Woman who found out husband is gay after 15 years of marriage shares powerful message
A woman who found out her husband was gay has urged others in her situation to not let their feelings of hurt “destroy” them.
Carolyn Hobdey, from North Yorkshire, opened up about the breakdown of her marriage with her husband on Steph’s Packed Lunch on Channel 4 on 18 January, 2021.
Hobdey first met her husband on a training course, and they tied the knot in 2000. They were “really happy” together and were a “great match”, she told host Steph McGovern.
She had “no inkling whatsoever” that her husband was gay, but noticed that there was a “lack of intimacy” in their relationship.
“I didn’t really realise that anything was missing from my marriage or that anything was wrong – and somebody else walked into my life and that changed a lot for me,” she said.
“I ended up having an affair with that person and I thought that the end of our marriage was entirely my fault. And I took that blame for a really, really long time.
“My ex-husband and I carried on living together during that time because I was just in a really bad place in terms of how I felt about the relationship.”
Six years on, Hobdey noticed that her husband’s behaviour was starting to change, and she later discovered that he was having an affair with a man.
“To start with I felt really relieved because it suddenly made a whole load of things make a whole load of sense in terms of what had gone on in our relationship. So initially I felt relieved,” she said.
“I actually felt quite sad for him that he’d hidden it for all this time. I was actually his second wife, so he’d been going through this for quite some time.”
However, she later felt “really angry” on behalf of her family, and felt that her life had been “stolen” from her.
Woman remained ‘huge friends’ with her gay husband
Despite this, the pair remain “huge friends”, she said.
“I think sometimes you have to make some choices. I’m not saying it was easy, I was really angry.

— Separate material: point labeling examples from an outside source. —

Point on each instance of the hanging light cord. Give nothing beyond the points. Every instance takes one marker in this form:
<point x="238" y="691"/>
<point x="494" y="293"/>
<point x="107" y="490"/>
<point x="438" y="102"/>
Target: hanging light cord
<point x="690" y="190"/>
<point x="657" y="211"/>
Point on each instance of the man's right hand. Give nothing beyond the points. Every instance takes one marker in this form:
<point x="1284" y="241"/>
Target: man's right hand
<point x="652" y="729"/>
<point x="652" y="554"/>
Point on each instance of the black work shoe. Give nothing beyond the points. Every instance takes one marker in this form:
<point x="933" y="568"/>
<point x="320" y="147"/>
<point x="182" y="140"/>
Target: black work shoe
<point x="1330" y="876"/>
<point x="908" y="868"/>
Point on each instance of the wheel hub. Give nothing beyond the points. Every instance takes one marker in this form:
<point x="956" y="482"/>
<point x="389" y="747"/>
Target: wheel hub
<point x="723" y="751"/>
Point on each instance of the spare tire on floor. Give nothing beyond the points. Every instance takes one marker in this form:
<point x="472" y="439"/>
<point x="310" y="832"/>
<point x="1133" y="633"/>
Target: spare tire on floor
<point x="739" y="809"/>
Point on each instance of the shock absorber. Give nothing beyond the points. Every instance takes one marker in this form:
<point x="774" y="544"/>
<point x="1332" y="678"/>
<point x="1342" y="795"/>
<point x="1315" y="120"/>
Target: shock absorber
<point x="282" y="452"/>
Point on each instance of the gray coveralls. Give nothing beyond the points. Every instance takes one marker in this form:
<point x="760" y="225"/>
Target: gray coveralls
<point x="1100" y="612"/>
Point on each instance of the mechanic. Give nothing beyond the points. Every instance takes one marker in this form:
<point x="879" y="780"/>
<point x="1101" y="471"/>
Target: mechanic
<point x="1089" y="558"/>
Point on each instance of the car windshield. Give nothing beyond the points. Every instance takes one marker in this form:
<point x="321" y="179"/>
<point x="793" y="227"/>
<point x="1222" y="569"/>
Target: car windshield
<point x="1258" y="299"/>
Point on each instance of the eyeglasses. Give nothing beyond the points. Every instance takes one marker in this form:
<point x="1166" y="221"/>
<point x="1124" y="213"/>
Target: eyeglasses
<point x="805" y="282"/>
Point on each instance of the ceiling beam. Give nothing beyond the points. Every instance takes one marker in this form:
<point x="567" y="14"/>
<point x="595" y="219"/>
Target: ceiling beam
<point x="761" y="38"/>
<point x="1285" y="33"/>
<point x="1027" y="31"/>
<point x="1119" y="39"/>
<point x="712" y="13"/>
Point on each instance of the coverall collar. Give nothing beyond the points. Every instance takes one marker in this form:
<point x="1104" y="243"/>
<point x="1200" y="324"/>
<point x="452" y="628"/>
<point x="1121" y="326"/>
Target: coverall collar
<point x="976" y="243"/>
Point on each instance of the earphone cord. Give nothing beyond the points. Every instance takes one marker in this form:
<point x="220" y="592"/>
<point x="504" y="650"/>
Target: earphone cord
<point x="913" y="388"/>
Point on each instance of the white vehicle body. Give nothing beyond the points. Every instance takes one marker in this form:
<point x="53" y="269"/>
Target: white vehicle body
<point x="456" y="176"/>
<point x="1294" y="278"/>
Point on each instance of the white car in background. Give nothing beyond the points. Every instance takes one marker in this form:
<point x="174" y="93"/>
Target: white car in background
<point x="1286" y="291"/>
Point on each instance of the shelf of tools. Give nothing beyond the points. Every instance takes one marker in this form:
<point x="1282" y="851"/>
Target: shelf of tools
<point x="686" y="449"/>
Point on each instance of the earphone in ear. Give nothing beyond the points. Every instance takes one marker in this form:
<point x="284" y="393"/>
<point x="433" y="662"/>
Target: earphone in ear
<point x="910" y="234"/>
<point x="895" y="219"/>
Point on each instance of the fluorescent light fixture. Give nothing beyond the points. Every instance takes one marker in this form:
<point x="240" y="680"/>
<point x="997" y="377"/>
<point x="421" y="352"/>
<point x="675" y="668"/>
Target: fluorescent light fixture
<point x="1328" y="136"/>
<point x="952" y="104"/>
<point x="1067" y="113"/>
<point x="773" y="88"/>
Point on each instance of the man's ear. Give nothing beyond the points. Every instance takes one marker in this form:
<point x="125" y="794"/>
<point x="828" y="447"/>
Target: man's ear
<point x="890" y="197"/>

“But then I just realised that all those things that were great about him, the things that I loved – his sense of humour, his intellect and how well we got on – I had to make a choice about did I just let all of that go, do I lose all those 15 years, or do I take something away from this?”
She continued: “He was still the person that I fell in love with despite what had happened and, while I loved him in a different way than I had when we were together, I still loved him.
“Just keeping that relationship and staying friends seemed more important than any anger or hurt I had.”
Hobdey urged others in her situation to try and see the “bigger picture”.
“You once loved and cared about that person, don’t let your anger and your hurt become the thing that you take forward and destroy you.
“What you have to take forward is that sense of you loved that person and you’re a good person because you loved them and you cared for them.
“That’s who you are, you’re not just the other half of somebody who turned out to be gay.”